If a function can be represented by a Taylor series at x₀, but only at this point, (radius of convergence = 0), is it considered analytic there?

No. All you have is f(x₀)=f(x₀)

 

[IniquiTrance]

Could you please elaborate on your response? Not sure I follow...

 

[Office_Shredder]

Given any function (any function at all, seriously), the "Taylor Series" around x₀ with 0 radius of convergence is

f(x)=f(x₀). This is pretty pointless

 

[HallsofIvy]

In order to be "analytic" at a point, the Taylor's series for the function, around that point, must converge to the function in some neighborhood of the function.

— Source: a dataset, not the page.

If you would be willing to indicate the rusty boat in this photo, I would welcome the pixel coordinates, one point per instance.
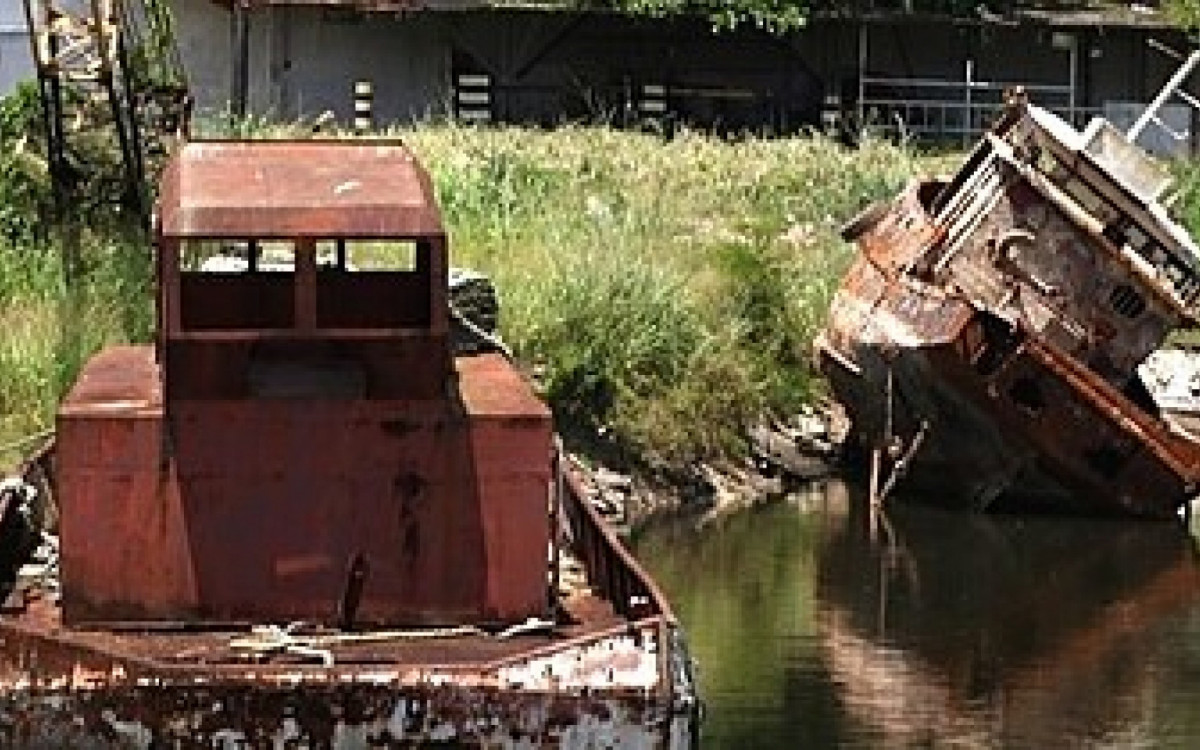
(987, 340)
(307, 514)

And it depends upon what you mean by "represented by the Taylor's series".

The function
f(x)= e^{-\frac{1}{x^2}
if x\ne 0, f(0)= 0, has all derivatives at 0 equal to 0 and so its Taylor's series, about x= 0, exists, has infinite radius of convergence, but is equal to f only at x= 0. That function is NOT "analytic".

 

[AxiomOfChoice]

I have a question about analyticity: Suppose I want to show that a function f(z) is analytic in some open subset \Omega of the complex plane. Is it enough to show that f has a power series representation that converges for every z in \Omega?

 

[mathman]

I have a question about analyticity: Suppose I want to show that a function f(z) is analytic in some open subset \Omega of the complex plane. Is it enough to show that f has a power series representation that converges for every z in \Omega?

Only when the convergence is to f(z) itself. As previously noted the power series for e^-1/x2 is all 0, not the function itself.

 

[edwinksl]

If a function can be represented by a Taylor series at x₀, but only at this point, (radius of convergence = 0), is it considered analytic there?

Nope. Analyticity is a neighborhood property.